We will explore some of these potential routes forwards in more detail in Part II of this series.

In the meantime, we believe that regulatory clarity and consensus are essential for the meaningful global adoption of Web3 technology. Policymakers’ approach to Web3 will continue to evolve, and on-going education efforts and good faith discussions will be key to moving the conversation in a positive direction. We welcome the opportunity to engage with other industry participants, as well as lawmakers and regulators globally, to develop a fair and proportionate approach in support of these policy priorities.
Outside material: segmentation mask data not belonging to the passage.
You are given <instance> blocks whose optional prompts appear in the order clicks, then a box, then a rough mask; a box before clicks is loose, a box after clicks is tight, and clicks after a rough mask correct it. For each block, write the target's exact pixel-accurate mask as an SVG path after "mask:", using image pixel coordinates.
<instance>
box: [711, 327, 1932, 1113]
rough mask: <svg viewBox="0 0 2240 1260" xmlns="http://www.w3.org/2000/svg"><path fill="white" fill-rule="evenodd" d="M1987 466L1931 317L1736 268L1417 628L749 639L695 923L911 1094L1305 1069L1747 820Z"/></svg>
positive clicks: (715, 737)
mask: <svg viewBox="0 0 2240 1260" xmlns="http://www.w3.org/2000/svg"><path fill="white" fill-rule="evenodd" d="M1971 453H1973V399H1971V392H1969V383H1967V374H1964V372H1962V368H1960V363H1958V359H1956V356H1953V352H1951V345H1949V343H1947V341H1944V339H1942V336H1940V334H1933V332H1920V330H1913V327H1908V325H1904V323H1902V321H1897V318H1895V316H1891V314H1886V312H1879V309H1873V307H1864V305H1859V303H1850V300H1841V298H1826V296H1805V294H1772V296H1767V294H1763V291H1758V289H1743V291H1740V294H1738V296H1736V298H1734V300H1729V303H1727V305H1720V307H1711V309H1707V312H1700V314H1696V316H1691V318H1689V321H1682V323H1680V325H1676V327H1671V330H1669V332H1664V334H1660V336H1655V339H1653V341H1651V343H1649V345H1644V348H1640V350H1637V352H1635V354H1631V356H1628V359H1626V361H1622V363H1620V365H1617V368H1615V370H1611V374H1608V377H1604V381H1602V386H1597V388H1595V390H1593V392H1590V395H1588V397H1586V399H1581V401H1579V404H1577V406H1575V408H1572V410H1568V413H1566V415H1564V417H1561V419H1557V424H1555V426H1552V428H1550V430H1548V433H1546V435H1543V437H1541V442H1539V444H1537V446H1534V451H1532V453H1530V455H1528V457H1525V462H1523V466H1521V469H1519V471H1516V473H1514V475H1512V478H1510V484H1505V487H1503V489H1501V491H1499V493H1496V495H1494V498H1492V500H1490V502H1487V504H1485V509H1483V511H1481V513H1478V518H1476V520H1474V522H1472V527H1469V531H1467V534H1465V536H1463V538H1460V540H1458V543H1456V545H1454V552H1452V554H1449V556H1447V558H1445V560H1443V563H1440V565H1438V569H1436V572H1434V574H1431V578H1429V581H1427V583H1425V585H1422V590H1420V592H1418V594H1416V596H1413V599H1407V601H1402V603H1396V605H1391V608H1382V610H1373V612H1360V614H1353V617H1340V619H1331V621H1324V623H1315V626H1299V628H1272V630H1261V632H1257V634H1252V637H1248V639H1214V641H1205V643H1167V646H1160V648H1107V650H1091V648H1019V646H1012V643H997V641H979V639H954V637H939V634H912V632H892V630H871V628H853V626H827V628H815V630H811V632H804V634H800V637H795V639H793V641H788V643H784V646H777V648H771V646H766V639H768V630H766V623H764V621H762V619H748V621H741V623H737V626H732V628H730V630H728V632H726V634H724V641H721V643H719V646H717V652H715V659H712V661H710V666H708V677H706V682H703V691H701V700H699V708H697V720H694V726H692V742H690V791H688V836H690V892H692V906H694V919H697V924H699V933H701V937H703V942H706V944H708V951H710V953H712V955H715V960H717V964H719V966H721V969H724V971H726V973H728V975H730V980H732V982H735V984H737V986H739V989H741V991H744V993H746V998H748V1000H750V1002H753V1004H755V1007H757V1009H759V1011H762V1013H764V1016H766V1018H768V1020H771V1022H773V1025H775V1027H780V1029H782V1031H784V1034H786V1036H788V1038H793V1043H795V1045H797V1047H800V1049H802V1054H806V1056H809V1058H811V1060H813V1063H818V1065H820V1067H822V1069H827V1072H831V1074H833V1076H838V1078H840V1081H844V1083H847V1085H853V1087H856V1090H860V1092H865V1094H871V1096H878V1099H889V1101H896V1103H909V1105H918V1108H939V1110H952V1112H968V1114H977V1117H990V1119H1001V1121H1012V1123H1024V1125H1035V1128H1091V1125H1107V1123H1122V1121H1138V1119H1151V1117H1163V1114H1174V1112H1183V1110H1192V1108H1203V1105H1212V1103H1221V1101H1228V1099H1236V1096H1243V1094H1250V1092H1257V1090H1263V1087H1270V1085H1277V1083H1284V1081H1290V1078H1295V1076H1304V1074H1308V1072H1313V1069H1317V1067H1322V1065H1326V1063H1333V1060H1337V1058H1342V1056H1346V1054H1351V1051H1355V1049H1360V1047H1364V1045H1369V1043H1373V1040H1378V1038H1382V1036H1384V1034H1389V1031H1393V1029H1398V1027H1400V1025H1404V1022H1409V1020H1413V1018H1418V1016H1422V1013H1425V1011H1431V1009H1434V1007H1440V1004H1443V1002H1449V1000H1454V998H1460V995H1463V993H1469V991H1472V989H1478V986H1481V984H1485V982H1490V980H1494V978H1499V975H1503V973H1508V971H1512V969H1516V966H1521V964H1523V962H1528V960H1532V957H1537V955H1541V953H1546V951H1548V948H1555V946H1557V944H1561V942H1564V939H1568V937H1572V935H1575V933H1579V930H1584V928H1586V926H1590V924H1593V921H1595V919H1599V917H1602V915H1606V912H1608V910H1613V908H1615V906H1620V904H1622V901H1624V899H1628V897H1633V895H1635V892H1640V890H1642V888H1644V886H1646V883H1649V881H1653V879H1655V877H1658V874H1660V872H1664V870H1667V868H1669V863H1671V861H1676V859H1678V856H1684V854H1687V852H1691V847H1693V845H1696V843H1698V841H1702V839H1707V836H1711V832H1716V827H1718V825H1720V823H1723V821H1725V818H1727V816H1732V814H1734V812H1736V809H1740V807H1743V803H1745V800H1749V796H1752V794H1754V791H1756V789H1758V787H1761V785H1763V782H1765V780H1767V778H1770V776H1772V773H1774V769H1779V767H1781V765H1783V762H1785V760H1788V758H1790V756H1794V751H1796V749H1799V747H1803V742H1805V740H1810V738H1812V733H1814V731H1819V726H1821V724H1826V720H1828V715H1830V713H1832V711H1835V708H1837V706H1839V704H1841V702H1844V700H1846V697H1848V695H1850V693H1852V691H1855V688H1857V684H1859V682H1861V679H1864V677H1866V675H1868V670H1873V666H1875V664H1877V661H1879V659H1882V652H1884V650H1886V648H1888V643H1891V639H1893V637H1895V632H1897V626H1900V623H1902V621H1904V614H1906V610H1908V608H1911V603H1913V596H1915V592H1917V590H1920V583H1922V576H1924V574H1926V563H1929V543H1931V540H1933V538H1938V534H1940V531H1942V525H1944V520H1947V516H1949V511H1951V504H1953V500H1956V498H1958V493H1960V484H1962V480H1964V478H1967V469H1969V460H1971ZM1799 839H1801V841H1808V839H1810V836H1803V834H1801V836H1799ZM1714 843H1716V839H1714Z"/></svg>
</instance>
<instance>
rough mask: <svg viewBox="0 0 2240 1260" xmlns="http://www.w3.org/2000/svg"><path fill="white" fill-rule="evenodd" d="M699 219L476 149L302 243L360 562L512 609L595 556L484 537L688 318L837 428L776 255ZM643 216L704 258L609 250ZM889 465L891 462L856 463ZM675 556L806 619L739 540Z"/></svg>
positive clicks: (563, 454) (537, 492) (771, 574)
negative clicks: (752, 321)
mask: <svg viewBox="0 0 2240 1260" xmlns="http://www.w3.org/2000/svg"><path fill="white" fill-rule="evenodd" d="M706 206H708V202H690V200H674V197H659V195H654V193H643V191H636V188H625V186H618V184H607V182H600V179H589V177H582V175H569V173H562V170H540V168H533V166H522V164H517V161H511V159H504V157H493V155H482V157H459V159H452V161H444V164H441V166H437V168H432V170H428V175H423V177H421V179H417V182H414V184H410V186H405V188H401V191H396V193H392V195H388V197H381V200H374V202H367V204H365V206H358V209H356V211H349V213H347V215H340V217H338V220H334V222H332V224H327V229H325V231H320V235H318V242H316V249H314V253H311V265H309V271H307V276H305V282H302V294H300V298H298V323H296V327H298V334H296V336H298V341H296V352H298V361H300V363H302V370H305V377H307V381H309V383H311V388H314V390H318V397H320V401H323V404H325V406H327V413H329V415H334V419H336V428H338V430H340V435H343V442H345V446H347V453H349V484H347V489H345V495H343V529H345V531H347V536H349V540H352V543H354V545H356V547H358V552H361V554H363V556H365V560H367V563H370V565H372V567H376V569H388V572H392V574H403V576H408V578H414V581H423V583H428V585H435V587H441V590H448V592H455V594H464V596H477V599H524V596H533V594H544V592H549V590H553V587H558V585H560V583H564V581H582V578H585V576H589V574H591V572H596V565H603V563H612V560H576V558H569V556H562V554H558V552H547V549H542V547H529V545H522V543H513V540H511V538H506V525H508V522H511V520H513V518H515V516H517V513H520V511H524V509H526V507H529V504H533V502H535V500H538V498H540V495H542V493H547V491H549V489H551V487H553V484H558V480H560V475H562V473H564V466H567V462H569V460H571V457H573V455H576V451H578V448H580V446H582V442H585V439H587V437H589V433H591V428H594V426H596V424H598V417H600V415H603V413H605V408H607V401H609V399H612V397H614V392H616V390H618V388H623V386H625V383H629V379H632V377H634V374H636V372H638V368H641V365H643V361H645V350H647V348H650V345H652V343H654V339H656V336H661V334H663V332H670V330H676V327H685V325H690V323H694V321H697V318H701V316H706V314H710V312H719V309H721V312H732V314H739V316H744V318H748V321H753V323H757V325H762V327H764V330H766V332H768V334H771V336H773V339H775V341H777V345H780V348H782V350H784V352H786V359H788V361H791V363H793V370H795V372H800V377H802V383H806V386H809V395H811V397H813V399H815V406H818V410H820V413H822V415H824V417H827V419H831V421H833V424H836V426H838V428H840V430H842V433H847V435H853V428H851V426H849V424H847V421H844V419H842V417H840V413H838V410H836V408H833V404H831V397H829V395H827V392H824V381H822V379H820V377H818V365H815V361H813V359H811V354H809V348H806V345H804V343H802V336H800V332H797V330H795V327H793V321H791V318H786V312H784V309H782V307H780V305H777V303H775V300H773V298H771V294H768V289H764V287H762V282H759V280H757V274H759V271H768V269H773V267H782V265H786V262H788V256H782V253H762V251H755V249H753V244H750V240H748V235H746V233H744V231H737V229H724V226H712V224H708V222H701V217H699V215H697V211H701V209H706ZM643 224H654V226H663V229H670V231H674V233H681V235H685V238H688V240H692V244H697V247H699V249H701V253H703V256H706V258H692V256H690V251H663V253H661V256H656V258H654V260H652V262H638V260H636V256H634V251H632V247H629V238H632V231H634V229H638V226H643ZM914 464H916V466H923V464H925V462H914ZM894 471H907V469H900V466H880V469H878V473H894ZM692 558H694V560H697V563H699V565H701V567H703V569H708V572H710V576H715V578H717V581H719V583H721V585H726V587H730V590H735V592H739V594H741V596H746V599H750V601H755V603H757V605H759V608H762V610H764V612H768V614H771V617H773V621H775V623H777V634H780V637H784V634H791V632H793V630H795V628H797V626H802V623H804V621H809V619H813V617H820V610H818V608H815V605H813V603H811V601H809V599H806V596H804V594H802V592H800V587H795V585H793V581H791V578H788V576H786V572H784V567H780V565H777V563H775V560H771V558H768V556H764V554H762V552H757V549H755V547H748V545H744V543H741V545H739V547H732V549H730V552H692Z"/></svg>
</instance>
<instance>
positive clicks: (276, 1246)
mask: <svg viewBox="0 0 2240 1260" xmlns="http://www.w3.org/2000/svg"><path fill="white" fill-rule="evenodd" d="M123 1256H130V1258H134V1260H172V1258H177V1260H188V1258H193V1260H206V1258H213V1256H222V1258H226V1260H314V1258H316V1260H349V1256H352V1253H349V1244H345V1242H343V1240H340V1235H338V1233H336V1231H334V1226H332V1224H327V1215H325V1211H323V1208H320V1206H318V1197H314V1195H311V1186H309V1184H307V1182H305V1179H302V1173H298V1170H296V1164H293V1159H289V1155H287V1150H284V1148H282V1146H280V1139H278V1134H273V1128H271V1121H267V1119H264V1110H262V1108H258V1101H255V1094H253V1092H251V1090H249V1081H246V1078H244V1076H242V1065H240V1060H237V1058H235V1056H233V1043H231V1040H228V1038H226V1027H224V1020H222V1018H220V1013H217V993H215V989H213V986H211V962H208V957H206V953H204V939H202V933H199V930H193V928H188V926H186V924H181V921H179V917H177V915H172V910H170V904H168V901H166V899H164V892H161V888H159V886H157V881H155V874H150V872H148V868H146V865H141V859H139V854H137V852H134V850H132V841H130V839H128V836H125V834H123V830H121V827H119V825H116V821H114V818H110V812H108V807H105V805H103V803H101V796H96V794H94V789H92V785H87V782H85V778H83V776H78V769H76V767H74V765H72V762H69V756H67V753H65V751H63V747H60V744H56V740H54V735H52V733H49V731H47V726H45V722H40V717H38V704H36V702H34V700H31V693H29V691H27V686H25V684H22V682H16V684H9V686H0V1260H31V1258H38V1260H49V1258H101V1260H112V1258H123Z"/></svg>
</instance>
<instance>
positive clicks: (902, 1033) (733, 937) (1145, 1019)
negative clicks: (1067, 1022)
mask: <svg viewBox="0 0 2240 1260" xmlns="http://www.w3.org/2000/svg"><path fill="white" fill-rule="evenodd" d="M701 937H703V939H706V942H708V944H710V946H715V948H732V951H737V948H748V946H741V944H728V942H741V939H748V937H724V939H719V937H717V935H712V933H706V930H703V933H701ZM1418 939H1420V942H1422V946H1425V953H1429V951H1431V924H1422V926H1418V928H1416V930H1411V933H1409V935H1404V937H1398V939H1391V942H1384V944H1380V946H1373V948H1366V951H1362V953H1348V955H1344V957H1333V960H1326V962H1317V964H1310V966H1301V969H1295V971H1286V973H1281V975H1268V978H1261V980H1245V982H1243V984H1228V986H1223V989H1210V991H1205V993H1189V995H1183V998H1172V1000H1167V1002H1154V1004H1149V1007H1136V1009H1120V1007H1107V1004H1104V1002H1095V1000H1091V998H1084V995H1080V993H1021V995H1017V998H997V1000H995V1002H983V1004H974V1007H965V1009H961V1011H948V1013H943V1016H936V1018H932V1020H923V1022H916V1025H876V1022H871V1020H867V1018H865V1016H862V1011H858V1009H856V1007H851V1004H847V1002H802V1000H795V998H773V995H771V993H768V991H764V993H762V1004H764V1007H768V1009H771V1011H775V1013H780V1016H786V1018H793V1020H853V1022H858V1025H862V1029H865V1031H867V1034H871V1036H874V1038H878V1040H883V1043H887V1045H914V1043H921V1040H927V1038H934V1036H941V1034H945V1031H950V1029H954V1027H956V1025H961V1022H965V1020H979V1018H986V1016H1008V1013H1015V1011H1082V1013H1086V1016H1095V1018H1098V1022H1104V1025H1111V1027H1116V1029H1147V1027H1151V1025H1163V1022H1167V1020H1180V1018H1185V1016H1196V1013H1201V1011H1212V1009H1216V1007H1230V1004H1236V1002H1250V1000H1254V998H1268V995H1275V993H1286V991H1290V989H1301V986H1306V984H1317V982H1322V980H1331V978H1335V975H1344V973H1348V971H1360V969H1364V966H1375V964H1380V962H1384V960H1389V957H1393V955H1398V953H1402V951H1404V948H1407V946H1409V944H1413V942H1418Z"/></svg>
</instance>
Disclaimer: Nothing in this article/post should be construed as legal, tax or investment advice. This post might not reflect all current updates to applicable laws, regulations or guidance. The authors disclaim any obligation to update this post and reserve the right to make any changes to this post without notice. In all cases, persons should conduct their own investigation and analysis of the information in this post. Where this post contains links to other sites and resources provided by third parties, these links are provided for information only and should not be interpreted as approval by us of those linked websites (or any information obtained from them) that the authors of this post do not control.